Visual Computing Systems

Stanford CS348K, Fall 2018

VISUAL COMPUTING SYSTEMS

Visual computing tasks such as computational imaging, image/video understanding, and real-time 3D graphics are key responsibilities of modern computer systems ranging from sensor-rich smart phones, autonomous robots, and large datacenters. These workloads demand exceptional system efficiency and this course examines the key ideas, techniques, and challenges associated with the design of parallel, heterogeneous systems that accelerate visual computing applications. This course is intended for systems students interested in architecting efficient graphics, image processing, and computer vision platforms (both new hardware architectures and domain-optimized programming frameworks for these platforms) and for graphics, vision, and machine learning students that wish to understand throughput computing principles to design new algorithms that map efficiently to these machines.

Basic Info

Tues/Thurs 1:30-2:50pm

Room 60-109

Instructor: Kayvon Fatahalian

See the course info page for more info on course policies, logistics, and how to prepare for the course.

Fall 2018 Schedule

Sep 25	Course Introduction + Review of Throughput Hardware Design Principles How superscalar, multi-core, SIMD, and hardware multi-threading are used in CPUs, GPUs; understanding latency and bandwidth constraints
Sep 27	The Digital Camera Processing Pipeline Algorithms for taking raw sensor pixels to an RGB image: demosaicing, sharpening, correcting lens aberrations, multi-shot alignment/merging, image filtering
Oct 2	Modern Smartphone Camera Processing (such as in the Pixel 2 Phone) Multi-scale processing with Gaussian and Laplacian pyramids, HDR/local tone mapping, portrait mode in the Pixel 2 camera
Oct 4	Efficiently Scheduling Image Processing Algorithms on Parallel Hardware Balancing locality, parallelism, and work, fusion and tiling, design of the Halide domain-specific language, automatically scheduling image processing pipelines
Oct 9	Specialized Hardware for Efficient Image Processing Benefits of fixed-function processing, comparing GPUs, DSPs, Image Signal Processors, and FPGAs for image processing, domain-specific languages for hardware synthesis such as Darkroom/Rigel, compiling Halide to hardware
Oct 11	Lossy Image and Video Compression JPG compression.
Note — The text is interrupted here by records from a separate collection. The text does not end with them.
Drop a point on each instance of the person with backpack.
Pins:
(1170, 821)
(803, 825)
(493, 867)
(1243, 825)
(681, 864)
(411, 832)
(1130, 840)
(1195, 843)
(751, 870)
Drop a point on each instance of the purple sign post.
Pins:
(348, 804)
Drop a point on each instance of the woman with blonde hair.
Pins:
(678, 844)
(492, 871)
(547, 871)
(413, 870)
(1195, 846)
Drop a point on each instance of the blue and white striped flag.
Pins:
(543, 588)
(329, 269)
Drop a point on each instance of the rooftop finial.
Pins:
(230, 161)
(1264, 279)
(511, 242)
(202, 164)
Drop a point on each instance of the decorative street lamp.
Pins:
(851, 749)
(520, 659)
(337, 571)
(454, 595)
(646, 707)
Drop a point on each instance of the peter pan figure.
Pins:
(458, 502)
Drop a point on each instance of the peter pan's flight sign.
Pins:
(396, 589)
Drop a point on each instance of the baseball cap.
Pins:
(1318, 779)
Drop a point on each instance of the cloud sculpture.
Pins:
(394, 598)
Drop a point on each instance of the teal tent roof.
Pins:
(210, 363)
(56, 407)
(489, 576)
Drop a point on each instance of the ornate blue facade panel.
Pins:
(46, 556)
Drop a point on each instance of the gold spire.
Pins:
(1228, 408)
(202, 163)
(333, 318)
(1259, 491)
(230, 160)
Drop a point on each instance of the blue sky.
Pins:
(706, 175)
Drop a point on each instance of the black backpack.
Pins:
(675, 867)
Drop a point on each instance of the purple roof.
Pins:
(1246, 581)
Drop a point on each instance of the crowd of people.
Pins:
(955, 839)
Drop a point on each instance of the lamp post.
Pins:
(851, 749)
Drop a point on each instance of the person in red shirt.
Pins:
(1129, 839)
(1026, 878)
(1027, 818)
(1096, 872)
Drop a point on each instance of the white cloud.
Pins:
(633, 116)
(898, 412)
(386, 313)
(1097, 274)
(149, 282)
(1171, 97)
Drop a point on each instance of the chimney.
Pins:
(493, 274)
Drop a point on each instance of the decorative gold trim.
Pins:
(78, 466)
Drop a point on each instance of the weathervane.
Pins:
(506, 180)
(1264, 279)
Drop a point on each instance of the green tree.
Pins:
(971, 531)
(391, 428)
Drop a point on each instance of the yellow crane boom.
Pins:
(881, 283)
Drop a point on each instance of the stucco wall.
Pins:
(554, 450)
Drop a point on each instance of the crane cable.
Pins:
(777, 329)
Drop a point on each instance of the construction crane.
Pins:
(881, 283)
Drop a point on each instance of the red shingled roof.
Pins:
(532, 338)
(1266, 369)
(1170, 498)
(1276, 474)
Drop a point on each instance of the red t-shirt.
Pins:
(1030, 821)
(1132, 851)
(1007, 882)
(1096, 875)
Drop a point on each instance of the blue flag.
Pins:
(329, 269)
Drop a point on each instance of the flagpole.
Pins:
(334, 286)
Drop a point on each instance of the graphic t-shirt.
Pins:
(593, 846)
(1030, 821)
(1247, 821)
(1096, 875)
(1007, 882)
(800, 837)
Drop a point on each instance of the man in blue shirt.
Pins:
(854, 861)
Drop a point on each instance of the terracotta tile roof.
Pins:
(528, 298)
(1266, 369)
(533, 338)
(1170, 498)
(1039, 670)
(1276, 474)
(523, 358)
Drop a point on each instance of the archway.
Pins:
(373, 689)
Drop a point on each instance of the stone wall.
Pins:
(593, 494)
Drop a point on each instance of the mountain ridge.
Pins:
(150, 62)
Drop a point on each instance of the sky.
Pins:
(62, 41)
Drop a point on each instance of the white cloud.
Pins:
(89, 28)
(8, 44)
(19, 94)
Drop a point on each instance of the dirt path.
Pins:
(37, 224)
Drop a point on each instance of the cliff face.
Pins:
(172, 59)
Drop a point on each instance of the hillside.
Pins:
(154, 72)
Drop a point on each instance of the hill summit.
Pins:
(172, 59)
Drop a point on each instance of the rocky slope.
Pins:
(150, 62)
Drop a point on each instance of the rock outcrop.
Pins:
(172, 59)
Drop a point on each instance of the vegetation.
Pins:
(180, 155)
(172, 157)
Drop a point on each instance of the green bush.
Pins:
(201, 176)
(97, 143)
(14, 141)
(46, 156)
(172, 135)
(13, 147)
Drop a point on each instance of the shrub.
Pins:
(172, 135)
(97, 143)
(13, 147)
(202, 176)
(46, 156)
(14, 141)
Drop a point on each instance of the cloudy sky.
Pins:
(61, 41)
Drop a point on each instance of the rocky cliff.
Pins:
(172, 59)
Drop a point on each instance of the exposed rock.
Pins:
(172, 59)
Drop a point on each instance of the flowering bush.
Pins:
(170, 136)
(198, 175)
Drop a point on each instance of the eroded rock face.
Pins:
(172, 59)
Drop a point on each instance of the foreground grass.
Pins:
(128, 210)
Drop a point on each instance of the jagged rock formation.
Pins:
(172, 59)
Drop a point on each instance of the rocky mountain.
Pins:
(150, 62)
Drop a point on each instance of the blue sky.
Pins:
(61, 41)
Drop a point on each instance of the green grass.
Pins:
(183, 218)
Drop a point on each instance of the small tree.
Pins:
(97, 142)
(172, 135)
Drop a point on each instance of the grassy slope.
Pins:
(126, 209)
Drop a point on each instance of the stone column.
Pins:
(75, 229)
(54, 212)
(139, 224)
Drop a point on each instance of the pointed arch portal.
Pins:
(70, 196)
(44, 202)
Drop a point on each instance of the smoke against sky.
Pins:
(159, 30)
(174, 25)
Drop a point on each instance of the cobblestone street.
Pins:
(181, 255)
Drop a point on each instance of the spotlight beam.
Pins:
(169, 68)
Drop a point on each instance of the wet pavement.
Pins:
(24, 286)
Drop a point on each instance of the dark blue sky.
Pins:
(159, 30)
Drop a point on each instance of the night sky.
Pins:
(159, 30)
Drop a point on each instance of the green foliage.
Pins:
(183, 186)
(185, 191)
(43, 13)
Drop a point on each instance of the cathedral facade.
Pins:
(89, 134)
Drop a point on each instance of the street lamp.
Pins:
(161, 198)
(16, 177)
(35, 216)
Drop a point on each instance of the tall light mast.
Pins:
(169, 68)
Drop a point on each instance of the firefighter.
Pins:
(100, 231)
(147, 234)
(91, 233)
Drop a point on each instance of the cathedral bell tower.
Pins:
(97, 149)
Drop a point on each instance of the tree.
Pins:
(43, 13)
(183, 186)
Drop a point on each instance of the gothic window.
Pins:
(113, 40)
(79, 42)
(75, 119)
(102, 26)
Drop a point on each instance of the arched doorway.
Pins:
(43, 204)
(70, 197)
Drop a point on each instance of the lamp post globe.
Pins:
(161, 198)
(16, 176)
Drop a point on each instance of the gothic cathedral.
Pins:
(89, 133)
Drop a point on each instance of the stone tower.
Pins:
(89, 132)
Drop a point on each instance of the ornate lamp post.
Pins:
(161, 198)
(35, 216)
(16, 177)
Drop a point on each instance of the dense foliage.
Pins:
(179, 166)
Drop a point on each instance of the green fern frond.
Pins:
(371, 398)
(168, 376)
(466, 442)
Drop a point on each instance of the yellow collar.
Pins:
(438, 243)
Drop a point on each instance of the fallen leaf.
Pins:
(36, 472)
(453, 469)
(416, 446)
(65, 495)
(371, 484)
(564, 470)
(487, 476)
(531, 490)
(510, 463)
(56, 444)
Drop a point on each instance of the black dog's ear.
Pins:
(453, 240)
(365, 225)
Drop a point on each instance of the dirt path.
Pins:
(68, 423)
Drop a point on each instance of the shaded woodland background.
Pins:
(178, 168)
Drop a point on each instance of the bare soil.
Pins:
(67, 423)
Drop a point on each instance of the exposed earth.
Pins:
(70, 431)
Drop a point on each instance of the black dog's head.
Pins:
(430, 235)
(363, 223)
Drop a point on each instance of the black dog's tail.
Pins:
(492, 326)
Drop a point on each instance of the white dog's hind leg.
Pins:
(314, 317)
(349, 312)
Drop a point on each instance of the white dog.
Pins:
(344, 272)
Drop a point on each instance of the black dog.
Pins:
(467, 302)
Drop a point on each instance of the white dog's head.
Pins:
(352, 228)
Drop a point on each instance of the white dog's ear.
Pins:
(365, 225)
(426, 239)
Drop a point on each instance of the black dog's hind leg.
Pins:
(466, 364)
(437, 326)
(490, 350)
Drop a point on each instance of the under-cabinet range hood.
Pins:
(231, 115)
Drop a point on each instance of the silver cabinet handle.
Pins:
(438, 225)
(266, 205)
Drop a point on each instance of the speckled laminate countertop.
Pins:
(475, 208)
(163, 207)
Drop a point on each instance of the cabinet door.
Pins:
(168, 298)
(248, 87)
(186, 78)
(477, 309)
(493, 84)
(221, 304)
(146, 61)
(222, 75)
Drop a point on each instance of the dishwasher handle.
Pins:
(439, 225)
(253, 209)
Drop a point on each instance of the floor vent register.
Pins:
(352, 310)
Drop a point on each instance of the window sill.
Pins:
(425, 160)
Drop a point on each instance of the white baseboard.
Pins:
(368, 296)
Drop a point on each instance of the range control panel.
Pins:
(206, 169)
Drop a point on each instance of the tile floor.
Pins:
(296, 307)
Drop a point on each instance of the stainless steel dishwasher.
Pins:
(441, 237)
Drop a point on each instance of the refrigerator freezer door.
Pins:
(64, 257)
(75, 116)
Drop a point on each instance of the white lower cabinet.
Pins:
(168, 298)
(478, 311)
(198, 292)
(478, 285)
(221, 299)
H.264 video representation/encoding, parallel encoding, motivations for ASIC acceleration, emerging opportunities for compression when machines, not humans, will observe most images
Oct 16	The Light Field and Capture for VR Display Light field representation, light-field cameras, computational challenges of synthesizing video streams for VR output, Google's Jump VR pipeline
Oct 18	Efficient DNN Inference (for Image Analysis) popular DNN trunks and topologies, design of MobileNet, challenges of direct implementation, where the compute lies in modern networks, DNN pruning, neural architecture search
Oct 23	Algorithms for Parallel DNN Training at Scale Footprint challenges of training, model vs. data parallelism, asynchronous vs. synchronous training debate, parameter server designs, key optimizations for parallel training
Oct 25	Hardware Accelerators for DNN Inference GPUs, Google TPU, special instructions for DNN evaluation, choice of precision in arithmetic, recent ISCA/MICRO papers on DNN acceleration
Oct 30	Algorithmic Optimization: Examples of Task-Motivated DNN Structure Neural module networks, discussion on value of modularity vs. end-to-end learning
Nov 1	Algorithmic Optimizations for DNN-Based Video Analysis Exploiting temporal coherence in video, pipelined networks, specialization to scene and camera viewpoint, sharing computations across applications and users
Nov 6	Video Stream Processing at Cloud Scale Facebook SVE/Lumos, Scanner, processing as a service
Nov 8	The GPU-Accelerated Real-Time Graphics Pipeline 3D graphics pipeline as a machine architecture (abstraction), pipeline semantics/functionality, contrasting graphics pipeline architecture with compute-mode GPU architecture
Nov 13	Efficiently Accessing Memory: Hardware for Texture Mapping and Depth Buffering Texture sampling basics, hardware texture compression, depth-and-color buffer compression, motivations for hardware multi-threading for latency hiding in modern GPUs
Nov 15	Scheduling the Graphics Pipeline onto a GPU Molnar sorting taxonomy, dataflow scheduling under data amplification, tiled rendering for bandwidth-efficiency, deferred shading as a scheduling decision
Nov 27	Guest Lecture: Bill Mark (Google) Topic: specialized hardware for deep learning and computational photography at Google
Nov 29	Domain-Specific Languages for Shading (with Tim Foley, NVIDIA) Renderman Shading Language and Cg: contrasting two different levels of abstraction for shading languages, Slang
Dec 4	Misc topics: Design of ML Frameworks / VR Rendering Mapping shaders to GPUs, Design of platform for ML computations, rendering concerns of VR
Dec 6	The Fusion of Rendering and Deep Learning How deep learning and hardware specialization stand to make real-time raytracing feasible

Assignments and Projects

optional	Optional Assignment 0: Analyzing Parallel Program Performance on a Quad-Core CPU All CVS348K students are encouraged to attempt this assignment during or before the first week of the course to check their background in parallel systems.
Oct 22	Assignment 1: Burst Mode HDR Camera RAW Processing for the kPhone 348
optional	Optional Assignment 2: Implementing a Separable Conv Layer in Halide
Dec 11	Final Project Guidelines: students will complete a substantial term project on a course-relevant topic of their choosing.